LONDON: Raw sugar futures on the ICE exchange recovered from a 2-1/2 year low on Wednesday, though prospects for improved supplies kept gains in check, while cocoa continued to drift lower.
Raw sugar was up 0.6% at 17.62 cents per lb by 1200 GMT, having earlier matched Tuesday’s 2-1/2 year low at 17.51 cents, while white sugar was flat at $490.10 a ton. India is likely to see above-average monsoon rains for the second straight year in 2025, the government said.
Dealers noted that rains should allow the world’s No. 2 sugar producer to increase sugar exports. Sugar production in top producer Brazil’s centre-south region was nearly 10% higher than a year earlier in the second half of March as mills allocated more cane to sugar production.

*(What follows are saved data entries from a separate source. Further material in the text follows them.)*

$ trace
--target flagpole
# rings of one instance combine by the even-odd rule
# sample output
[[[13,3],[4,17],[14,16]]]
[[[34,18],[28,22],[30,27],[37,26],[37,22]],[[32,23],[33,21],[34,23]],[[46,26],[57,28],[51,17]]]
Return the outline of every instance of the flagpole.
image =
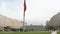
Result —
[[[23,32],[25,30],[25,11],[26,11],[26,0],[24,0],[24,12],[23,12]]]
[[[25,12],[23,12],[23,32],[25,30]]]

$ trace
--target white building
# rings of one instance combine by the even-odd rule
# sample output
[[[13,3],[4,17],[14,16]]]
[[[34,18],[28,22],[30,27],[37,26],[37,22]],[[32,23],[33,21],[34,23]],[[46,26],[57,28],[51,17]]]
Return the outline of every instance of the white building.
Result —
[[[6,26],[9,26],[11,28],[21,28],[23,27],[23,23],[18,20],[10,19],[6,16],[0,15],[0,27],[6,27]]]

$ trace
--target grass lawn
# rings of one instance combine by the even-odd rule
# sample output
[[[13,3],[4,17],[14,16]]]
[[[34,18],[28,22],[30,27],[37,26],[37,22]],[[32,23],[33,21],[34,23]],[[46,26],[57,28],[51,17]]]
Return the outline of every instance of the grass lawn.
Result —
[[[50,34],[51,32],[0,32],[0,34]],[[60,34],[60,32],[58,32]]]

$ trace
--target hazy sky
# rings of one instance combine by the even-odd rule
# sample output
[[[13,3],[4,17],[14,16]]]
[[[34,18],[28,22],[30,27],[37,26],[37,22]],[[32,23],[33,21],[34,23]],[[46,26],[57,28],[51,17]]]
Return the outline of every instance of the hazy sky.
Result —
[[[0,0],[0,14],[23,21],[24,0]],[[60,0],[26,0],[26,22],[45,25],[47,20],[60,12]]]

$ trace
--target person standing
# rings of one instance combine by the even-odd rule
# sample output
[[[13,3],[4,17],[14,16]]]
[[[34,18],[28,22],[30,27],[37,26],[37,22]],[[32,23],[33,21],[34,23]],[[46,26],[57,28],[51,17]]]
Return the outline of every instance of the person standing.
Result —
[[[57,34],[57,31],[55,29],[53,29],[53,31],[51,32],[51,34]]]

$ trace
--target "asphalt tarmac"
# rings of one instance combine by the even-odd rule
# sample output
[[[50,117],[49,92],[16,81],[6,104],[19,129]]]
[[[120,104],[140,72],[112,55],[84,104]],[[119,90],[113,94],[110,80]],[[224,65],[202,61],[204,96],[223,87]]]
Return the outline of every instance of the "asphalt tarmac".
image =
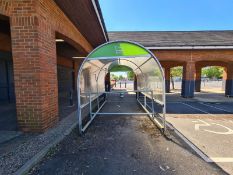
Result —
[[[107,103],[104,112],[119,108],[144,112],[133,100]],[[172,131],[171,131],[172,132]],[[207,163],[185,142],[164,137],[147,116],[99,115],[80,137],[77,129],[29,174],[226,174]]]

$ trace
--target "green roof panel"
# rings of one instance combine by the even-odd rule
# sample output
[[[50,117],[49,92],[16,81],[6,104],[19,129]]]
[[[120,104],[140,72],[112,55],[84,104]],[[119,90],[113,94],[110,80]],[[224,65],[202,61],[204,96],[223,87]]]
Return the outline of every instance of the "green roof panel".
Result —
[[[88,58],[138,57],[146,56],[148,54],[147,50],[136,44],[128,42],[113,42],[98,48],[96,51],[91,53]]]

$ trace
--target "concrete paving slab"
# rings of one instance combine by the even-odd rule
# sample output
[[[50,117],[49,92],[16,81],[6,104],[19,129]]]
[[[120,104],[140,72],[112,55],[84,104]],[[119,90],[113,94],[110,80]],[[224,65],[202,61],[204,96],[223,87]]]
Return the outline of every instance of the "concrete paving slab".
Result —
[[[174,104],[171,103],[171,104]],[[177,102],[168,105],[167,120],[197,148],[228,173],[233,174],[233,114],[227,105]],[[221,110],[228,109],[229,111]],[[182,110],[179,110],[182,109]],[[193,112],[196,110],[196,112]],[[176,112],[177,111],[177,112]],[[180,111],[183,114],[180,114]]]

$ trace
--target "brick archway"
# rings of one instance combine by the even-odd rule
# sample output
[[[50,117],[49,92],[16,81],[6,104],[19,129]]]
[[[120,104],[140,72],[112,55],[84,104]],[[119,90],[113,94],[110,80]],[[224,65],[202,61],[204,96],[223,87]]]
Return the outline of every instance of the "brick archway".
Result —
[[[204,67],[219,66],[224,68],[223,81],[226,81],[227,62],[224,61],[198,61],[196,62],[195,91],[201,91],[201,70]]]

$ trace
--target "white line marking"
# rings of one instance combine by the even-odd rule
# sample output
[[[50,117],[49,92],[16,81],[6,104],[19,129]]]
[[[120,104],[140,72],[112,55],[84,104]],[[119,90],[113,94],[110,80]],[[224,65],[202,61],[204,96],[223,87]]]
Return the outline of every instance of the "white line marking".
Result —
[[[188,106],[188,107],[190,107],[190,108],[196,109],[196,110],[198,110],[198,111],[201,111],[201,112],[203,112],[203,113],[205,113],[205,114],[209,114],[209,115],[211,115],[211,116],[216,117],[216,115],[214,115],[214,114],[208,113],[208,112],[203,111],[203,110],[201,110],[201,109],[199,109],[199,108],[193,107],[193,106],[191,106],[191,105],[189,105],[189,104],[182,103],[182,102],[179,102],[179,103],[181,103],[181,104],[183,104],[183,105],[186,105],[186,106]]]
[[[232,163],[233,162],[233,158],[232,157],[210,157],[210,159],[213,162],[222,162],[222,163]]]
[[[170,123],[166,122],[167,126],[170,129],[173,129],[175,133],[186,143],[188,144],[203,160],[206,162],[213,162],[207,155],[205,155],[196,145],[194,145],[190,140],[188,140],[180,131],[173,127]]]
[[[209,107],[211,107],[211,108],[215,108],[215,109],[218,109],[218,110],[220,110],[220,111],[224,111],[224,112],[228,112],[228,113],[231,113],[232,114],[232,111],[228,111],[228,110],[225,110],[225,109],[222,109],[222,108],[219,108],[219,107],[215,107],[215,106],[211,106],[211,105],[207,105],[207,104],[205,104],[205,103],[200,103],[200,104],[202,104],[202,105],[205,105],[205,106],[209,106]]]
[[[228,128],[228,127],[226,127],[226,126],[224,126],[224,125],[221,125],[221,124],[218,124],[218,123],[212,123],[212,124],[225,128],[227,130],[227,132],[210,131],[210,130],[207,130],[207,129],[204,129],[204,131],[211,132],[211,133],[214,133],[214,134],[221,134],[221,135],[230,135],[230,134],[233,134],[233,130],[230,129],[230,128]]]
[[[218,131],[211,131],[211,130],[208,130],[208,129],[203,129],[203,131],[214,133],[214,134],[221,134],[221,135],[230,135],[230,134],[233,134],[233,130],[231,128],[228,128],[228,127],[224,126],[224,125],[221,125],[221,124],[218,124],[218,123],[211,123],[211,124],[209,124],[206,121],[203,121],[201,119],[198,119],[195,122],[198,122],[198,121],[201,122],[202,124],[195,124],[194,125],[195,131],[199,131],[200,130],[200,126],[211,126],[211,125],[213,126],[213,125],[217,125],[217,126],[223,127],[227,131],[226,132],[218,132]]]
[[[196,131],[200,130],[200,126],[211,126],[209,123],[203,121],[203,120],[200,120],[198,119],[199,122],[202,122],[203,124],[195,124],[194,125],[194,128]]]
[[[180,104],[183,104],[183,105],[186,105],[186,106],[189,106],[190,108],[193,108],[193,109],[196,109],[198,111],[201,111],[205,114],[210,114],[206,111],[203,111],[201,109],[198,109],[196,107],[193,107],[191,105],[188,105],[188,104],[185,104],[185,103],[182,103],[182,102],[169,102],[169,103],[180,103]],[[216,115],[213,115],[213,114],[210,114],[212,116],[216,116]],[[195,121],[193,121],[195,122]],[[233,121],[230,120],[231,123],[233,123]],[[166,122],[167,123],[167,126],[171,129],[174,129],[175,133],[185,142],[187,143],[203,160],[205,160],[206,162],[208,163],[211,163],[211,162],[233,162],[233,158],[231,157],[208,157],[204,152],[202,152],[201,149],[199,149],[196,145],[194,145],[190,140],[188,140],[180,131],[178,131],[175,127],[173,127],[173,125],[171,125],[170,123]]]

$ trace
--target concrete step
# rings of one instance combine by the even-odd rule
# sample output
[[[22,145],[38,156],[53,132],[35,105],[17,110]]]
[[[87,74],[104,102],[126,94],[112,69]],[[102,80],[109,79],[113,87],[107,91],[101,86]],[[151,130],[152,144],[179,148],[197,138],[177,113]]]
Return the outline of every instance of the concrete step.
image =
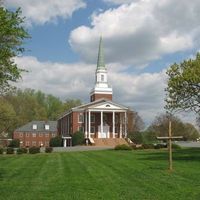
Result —
[[[128,144],[124,138],[94,138],[95,146],[116,146]]]

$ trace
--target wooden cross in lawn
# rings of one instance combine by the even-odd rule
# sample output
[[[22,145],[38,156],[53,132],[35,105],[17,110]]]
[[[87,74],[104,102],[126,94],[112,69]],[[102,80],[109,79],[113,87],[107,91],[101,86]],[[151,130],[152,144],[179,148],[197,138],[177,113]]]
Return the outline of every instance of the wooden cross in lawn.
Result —
[[[166,137],[157,137],[159,140],[168,140],[168,152],[169,152],[169,170],[172,171],[172,139],[182,139],[183,136],[172,136],[172,123],[169,119],[169,132]]]

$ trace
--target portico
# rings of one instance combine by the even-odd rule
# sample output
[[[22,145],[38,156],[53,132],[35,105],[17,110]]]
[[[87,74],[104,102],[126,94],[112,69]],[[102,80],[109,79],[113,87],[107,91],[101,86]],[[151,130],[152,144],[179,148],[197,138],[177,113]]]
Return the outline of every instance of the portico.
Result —
[[[103,100],[102,100],[103,101]],[[100,105],[99,105],[100,104]],[[104,100],[84,111],[85,138],[127,136],[127,108]]]

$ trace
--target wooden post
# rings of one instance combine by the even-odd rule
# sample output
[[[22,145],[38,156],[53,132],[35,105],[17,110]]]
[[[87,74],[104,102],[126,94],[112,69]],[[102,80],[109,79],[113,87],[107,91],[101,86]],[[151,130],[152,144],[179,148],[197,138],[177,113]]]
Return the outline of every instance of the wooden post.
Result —
[[[168,145],[168,151],[169,151],[169,170],[172,171],[172,123],[169,119],[169,145]]]
[[[172,139],[182,139],[183,136],[172,136],[172,123],[169,119],[169,130],[167,137],[157,137],[158,140],[168,140],[168,153],[169,153],[169,170],[173,170],[172,165]]]

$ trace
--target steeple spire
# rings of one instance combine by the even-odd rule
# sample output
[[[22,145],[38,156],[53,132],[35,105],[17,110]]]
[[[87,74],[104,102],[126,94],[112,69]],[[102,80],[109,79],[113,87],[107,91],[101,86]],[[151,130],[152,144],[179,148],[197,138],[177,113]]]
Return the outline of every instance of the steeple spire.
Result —
[[[99,52],[98,52],[98,60],[97,60],[97,70],[98,69],[106,69],[105,62],[104,62],[102,36],[100,37],[100,41],[99,41]]]
[[[95,87],[90,93],[90,101],[105,98],[112,100],[112,88],[108,85],[107,69],[104,62],[102,37],[99,41],[99,52],[96,69]]]

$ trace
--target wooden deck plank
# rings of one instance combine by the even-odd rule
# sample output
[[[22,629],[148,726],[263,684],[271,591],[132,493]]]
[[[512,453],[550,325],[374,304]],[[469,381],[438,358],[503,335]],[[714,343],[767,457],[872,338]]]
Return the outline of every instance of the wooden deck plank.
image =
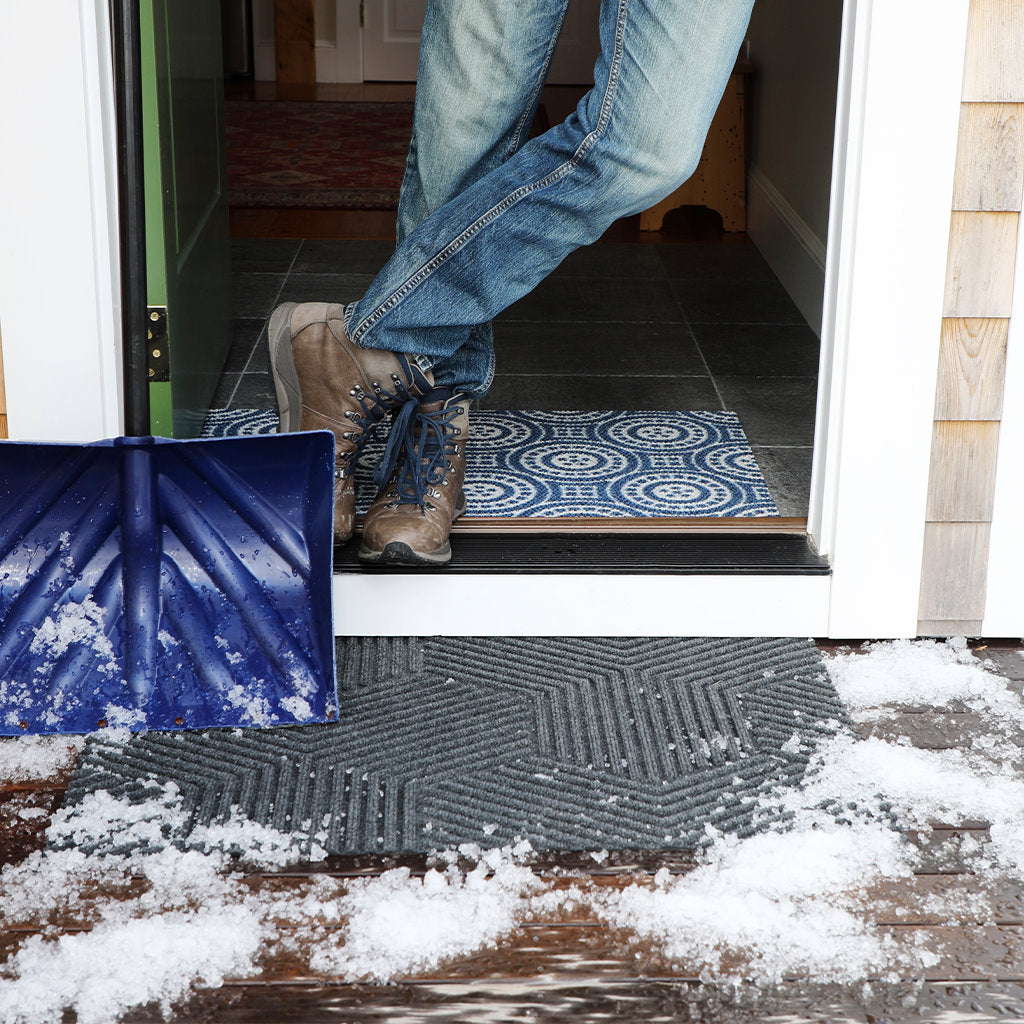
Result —
[[[498,984],[416,983],[393,986],[236,985],[200,993],[175,1020],[180,1024],[572,1024],[574,1021],[760,1020],[710,986],[665,981],[580,984],[525,979]],[[779,1000],[745,993],[774,1007]],[[737,1005],[739,1004],[739,1005]],[[125,1018],[126,1024],[157,1024],[155,1008]]]
[[[896,712],[862,720],[856,728],[862,739],[873,737],[887,743],[906,739],[920,750],[968,750],[983,724],[983,717],[973,712]]]

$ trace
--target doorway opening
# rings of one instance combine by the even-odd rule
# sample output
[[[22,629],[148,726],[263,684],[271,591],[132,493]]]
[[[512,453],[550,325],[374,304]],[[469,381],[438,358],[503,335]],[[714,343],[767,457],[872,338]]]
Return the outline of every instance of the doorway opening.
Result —
[[[741,513],[739,523],[728,514],[644,521],[620,511],[628,522],[584,515],[572,529],[806,529],[841,22],[841,0],[755,8],[741,53],[745,230],[686,202],[656,230],[644,230],[641,216],[613,225],[499,317],[498,376],[479,403],[483,413],[735,414],[771,512]],[[550,84],[537,128],[560,120],[585,87]],[[413,93],[412,82],[321,83],[307,102],[409,106]],[[229,107],[295,102],[273,82],[229,83],[226,95]],[[372,119],[364,124],[374,130]],[[393,224],[392,210],[233,207],[235,344],[215,410],[273,408],[261,337],[270,310],[358,298],[390,254]],[[496,529],[488,516],[473,518],[459,529]],[[521,528],[530,526],[516,521]]]

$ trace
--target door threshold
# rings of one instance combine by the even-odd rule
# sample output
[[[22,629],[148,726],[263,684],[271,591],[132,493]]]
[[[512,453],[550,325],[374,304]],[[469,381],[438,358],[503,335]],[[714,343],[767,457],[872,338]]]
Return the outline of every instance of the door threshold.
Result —
[[[356,529],[363,517],[356,518]],[[802,516],[463,516],[452,526],[463,534],[798,534],[807,533]]]
[[[798,532],[463,531],[453,538],[452,560],[442,570],[377,569],[362,565],[358,552],[358,534],[335,548],[335,573],[827,576],[832,571],[810,538]]]

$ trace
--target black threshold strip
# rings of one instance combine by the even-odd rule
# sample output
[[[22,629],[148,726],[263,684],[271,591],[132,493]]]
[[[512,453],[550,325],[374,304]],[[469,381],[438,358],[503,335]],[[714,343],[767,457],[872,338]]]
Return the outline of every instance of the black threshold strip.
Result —
[[[334,571],[374,569],[358,559],[359,535],[334,549]],[[832,570],[803,534],[498,534],[452,537],[447,573],[827,576]]]

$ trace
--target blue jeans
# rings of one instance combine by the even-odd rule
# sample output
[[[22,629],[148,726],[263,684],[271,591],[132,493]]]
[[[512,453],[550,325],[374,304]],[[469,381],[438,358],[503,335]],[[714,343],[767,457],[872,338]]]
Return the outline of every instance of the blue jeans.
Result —
[[[394,255],[345,311],[358,345],[487,392],[490,322],[693,173],[753,0],[602,0],[594,87],[526,141],[569,0],[429,0]]]

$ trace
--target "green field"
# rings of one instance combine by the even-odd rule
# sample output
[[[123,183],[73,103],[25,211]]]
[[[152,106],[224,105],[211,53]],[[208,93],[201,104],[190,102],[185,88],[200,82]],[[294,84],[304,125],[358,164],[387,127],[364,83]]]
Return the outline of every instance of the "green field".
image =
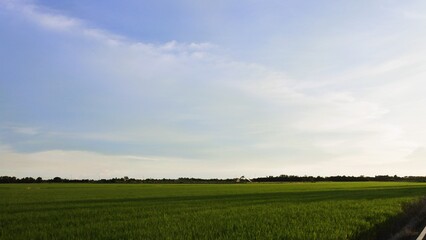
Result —
[[[0,239],[374,239],[421,183],[2,184]]]

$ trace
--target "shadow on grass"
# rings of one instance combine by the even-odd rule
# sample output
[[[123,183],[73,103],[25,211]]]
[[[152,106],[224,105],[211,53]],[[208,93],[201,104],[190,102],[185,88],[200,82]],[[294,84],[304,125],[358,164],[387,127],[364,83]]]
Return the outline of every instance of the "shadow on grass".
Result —
[[[426,224],[426,198],[406,203],[402,212],[376,225],[368,231],[356,234],[352,240],[411,240]]]
[[[85,199],[73,201],[43,201],[20,204],[21,208],[11,210],[13,212],[29,212],[44,210],[61,210],[81,208],[85,205],[93,207],[96,205],[125,205],[128,203],[141,204],[176,204],[191,203],[197,201],[226,202],[228,205],[256,205],[264,203],[312,203],[321,201],[342,200],[375,200],[391,199],[400,197],[421,197],[426,195],[426,188],[405,187],[386,189],[352,189],[352,190],[322,190],[301,192],[273,192],[273,193],[250,193],[250,194],[225,194],[225,195],[193,195],[193,196],[163,196],[163,197],[141,197],[141,198],[109,198],[109,199]],[[25,206],[28,206],[27,209]]]

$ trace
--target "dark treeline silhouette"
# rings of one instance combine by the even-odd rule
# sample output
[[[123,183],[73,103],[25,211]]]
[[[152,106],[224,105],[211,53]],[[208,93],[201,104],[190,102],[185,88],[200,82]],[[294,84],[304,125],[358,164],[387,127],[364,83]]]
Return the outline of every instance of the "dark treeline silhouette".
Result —
[[[202,178],[178,178],[178,179],[135,179],[129,177],[111,178],[111,179],[66,179],[54,177],[52,179],[42,179],[41,177],[10,177],[0,176],[0,183],[247,183],[248,180],[237,181],[239,178],[234,179],[202,179]],[[426,176],[405,176],[399,177],[389,175],[377,175],[374,177],[369,176],[295,176],[295,175],[280,175],[258,177],[251,179],[252,182],[366,182],[366,181],[399,181],[399,182],[426,182]]]
[[[397,175],[377,175],[369,176],[329,176],[329,177],[313,177],[313,176],[295,176],[295,175],[280,175],[278,177],[259,177],[252,179],[255,182],[367,182],[367,181],[398,181],[398,182],[426,182],[426,176],[406,176],[399,177]]]
[[[135,178],[111,178],[111,179],[66,179],[54,177],[42,179],[41,177],[10,177],[0,176],[0,183],[235,183],[235,179],[202,179],[202,178],[178,178],[178,179],[135,179]]]

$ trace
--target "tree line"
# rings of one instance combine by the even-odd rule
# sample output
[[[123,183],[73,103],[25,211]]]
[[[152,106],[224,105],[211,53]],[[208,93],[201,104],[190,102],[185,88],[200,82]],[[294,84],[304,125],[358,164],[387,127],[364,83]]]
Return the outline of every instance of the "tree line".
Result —
[[[135,179],[129,177],[110,179],[67,179],[54,177],[43,179],[41,177],[17,178],[11,176],[0,176],[0,183],[234,183],[235,179],[202,179],[202,178],[177,178],[177,179]]]
[[[203,179],[203,178],[177,178],[177,179],[135,179],[129,177],[110,178],[110,179],[66,179],[61,177],[54,177],[51,179],[43,179],[41,177],[24,177],[17,178],[13,176],[0,176],[0,183],[246,183],[248,180],[239,178],[228,179]],[[366,182],[366,181],[398,181],[398,182],[426,182],[426,176],[405,176],[399,177],[397,175],[377,175],[370,176],[296,176],[296,175],[280,175],[280,176],[267,176],[252,178],[252,182]]]
[[[376,175],[370,176],[296,176],[296,175],[280,175],[255,178],[252,181],[256,182],[426,182],[426,176],[405,176],[399,177],[397,175]]]

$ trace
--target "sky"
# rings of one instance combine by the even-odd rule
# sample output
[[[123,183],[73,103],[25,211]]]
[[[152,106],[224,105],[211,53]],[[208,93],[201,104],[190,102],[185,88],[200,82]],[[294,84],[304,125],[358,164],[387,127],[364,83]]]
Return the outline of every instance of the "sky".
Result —
[[[0,175],[425,175],[425,12],[0,0]]]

Consultancy Safras & Mercado said the increased allocation to sugar came about as sugar stocks in Brazil’s center-south were about 70% lower than average in the first quarter.
Dealers said the market meanwhile remains concerned a trade war between the US and China could drag the world’s two largest economies into a recession that would hurt demand for commodities including sugar.
Arabica coffee futures slipped 0.3% to $3.6590 per lb, having lost 2.7% last week amid tariff-related recession fears, while robusta coffee futures fell 0.3% to $5,326 a metric ton.
Dealers said robusta is being boosted by reports of sharply lower robusta production out of Brazil, the world’s second largest grower of the instant coffee ingredient.